イチロー51

羅生門のイチロー51のレビュー・感想・評価

羅生門(1950年製作の映画)
3.8
「過去作品・再鑑賞」
芥川龍之介の小説「藪の中」を黒澤監督が映画化した時代劇。
原作:芥川龍之介
監督、脚本:黒澤明
出演:三船敏郎、京マチ子、志村喬、森雅之、千秋実、上田吉二郎ほか。

1950年当時、国内では大ヒットとはなならなかったが、黒澤監督の芸術的な感性が認められ、ヴェネチア国際映画祭で金獅子賞、アカデミー賞名誉賞を受賞。国際的な評価を確立しました。

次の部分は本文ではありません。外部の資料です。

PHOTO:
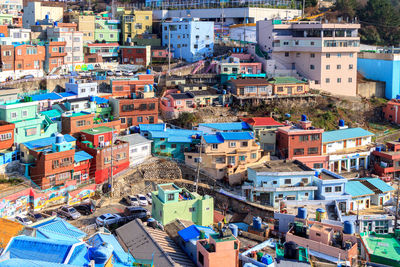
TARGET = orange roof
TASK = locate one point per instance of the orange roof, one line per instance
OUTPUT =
(8, 229)
(261, 121)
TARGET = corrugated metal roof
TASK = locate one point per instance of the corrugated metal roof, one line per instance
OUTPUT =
(349, 133)
(228, 126)
(357, 189)
(81, 156)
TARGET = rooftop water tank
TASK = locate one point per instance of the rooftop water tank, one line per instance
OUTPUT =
(348, 227)
(234, 229)
(302, 213)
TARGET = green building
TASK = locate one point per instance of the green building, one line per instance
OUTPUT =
(381, 248)
(29, 124)
(106, 30)
(171, 202)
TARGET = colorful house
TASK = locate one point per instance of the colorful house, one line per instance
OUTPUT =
(171, 202)
(226, 155)
(170, 142)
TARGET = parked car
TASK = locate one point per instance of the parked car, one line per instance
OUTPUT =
(133, 213)
(149, 199)
(69, 212)
(108, 218)
(36, 216)
(132, 200)
(86, 208)
(142, 200)
(23, 220)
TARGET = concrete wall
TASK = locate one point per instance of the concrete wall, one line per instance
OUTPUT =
(371, 88)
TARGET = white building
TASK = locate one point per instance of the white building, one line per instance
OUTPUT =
(40, 11)
(347, 148)
(73, 47)
(81, 88)
(139, 148)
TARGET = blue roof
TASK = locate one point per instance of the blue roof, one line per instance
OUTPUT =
(379, 184)
(121, 257)
(60, 230)
(48, 141)
(67, 94)
(153, 127)
(357, 189)
(227, 126)
(32, 248)
(81, 156)
(349, 133)
(193, 232)
(51, 96)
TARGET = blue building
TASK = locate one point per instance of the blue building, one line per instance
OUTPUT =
(279, 180)
(189, 38)
(383, 67)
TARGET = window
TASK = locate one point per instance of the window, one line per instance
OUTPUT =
(298, 151)
(328, 189)
(313, 150)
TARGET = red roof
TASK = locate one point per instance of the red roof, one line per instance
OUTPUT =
(262, 121)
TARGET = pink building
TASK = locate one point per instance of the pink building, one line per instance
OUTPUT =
(325, 53)
(218, 251)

そして、本作で世界の黒澤、世界の三船と言われるようになったようです。
しかし、この映画が世界に衝撃を与えたのは、まずそのストーリーの意外性があったからです。つまり芥川龍之介も世界的に評価されるべきですよね!

物語は単純なのですが、私のような凡人には難し過ぎるテーマです。
物語は三軸回想構成で進んでいきます。
現場での争い、裁判、裁判後の葛藤。

妻の目の前で夫が山賊に殺されてしまった。単純な昔話を芥川龍之介が複雑な「裁判劇」にしています。

芥川は、”人は命よりも名誉やプライドを大事にする滑稽な生き物だ” と言いたかったのではないでしょうか?
つまり、人間の根底に有る心理模様を描いたサスペンス映画なのでしょう。

無駄を省いた演出、ストーリーの簡潔さ、鬼気迫る役者人の迫真の演技、意外な法廷サスペンス的な内容。壮大なヒューマニズムを1950年に見事に描いています。

再鑑賞でしたが、2回鑑賞してレビューを書いた次第です。

余談話
1980年代、夜にレストランでアルバイトをしていた頃、三船敏郎一家が訪れ、バイトの私にとても優しい言葉を掛けて貰った事を覚えています。
その時居た幼い女の子が、三船美佳さんだったのでしょう。